Keep in mind, both of those factions also offer field trials where dogs compete head-to-head against the competition for a win that day and a step towards a championship. The hunt tests in these other factions have always been a worthy test as to the skills and training of a dog. The fact that they are non-competitive, as far as going heads up against another dog and handler, seems to create an environment that is ... I don’t want to say unlike because that would not be true ... but for sure different than the competitive arena. At least at game time. Everyone seems to pull for each other, each hoping everyone passes and receives credit towards a title. What that arena may lack in terms of national recognition, it more than makes up for with its friendly, lack of tension type of atmosphere.
How We Got There
That situation begged the question, why is that? It is just a more laidback world? Is it dominated by pleasure hunters who just enjoy running their dog for their own personal satisfaction? Is that sport made up of a high percentage of ex-coon hunters who are burned out on competition hunting? Of course, we can only speculate as to what the correct answer may be, but that’s what got us thinking.

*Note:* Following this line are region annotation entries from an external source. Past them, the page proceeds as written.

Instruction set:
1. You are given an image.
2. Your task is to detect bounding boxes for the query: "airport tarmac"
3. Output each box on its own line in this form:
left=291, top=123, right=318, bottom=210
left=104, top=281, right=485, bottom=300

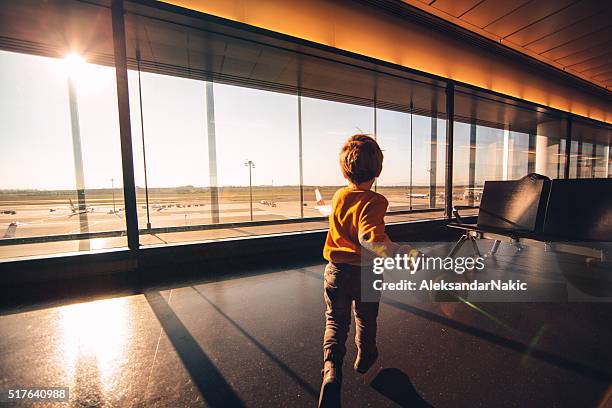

Let’s Talk Policy - ie. How It Works for the Club
Licensed hunt tests will only be available to UKC approved clubs and may only be held at a club’s regular meeting place. All UKC registered coonhounds and Cur/Feist dogs are eligible to participate. Hunt tests may be held during the week except for Sunday. There is no limit to the number of Hunt Tests a club may hold and they will not count against a club’s event date limit, nor is there a mileage conflict between clubs wishing to hold hunt tests on the same night. They may not, however, be held in conjunction with a UKC licensed nite hunt. Hunt test date and locations must be advertised on the UKC website no less than 30 days before the event.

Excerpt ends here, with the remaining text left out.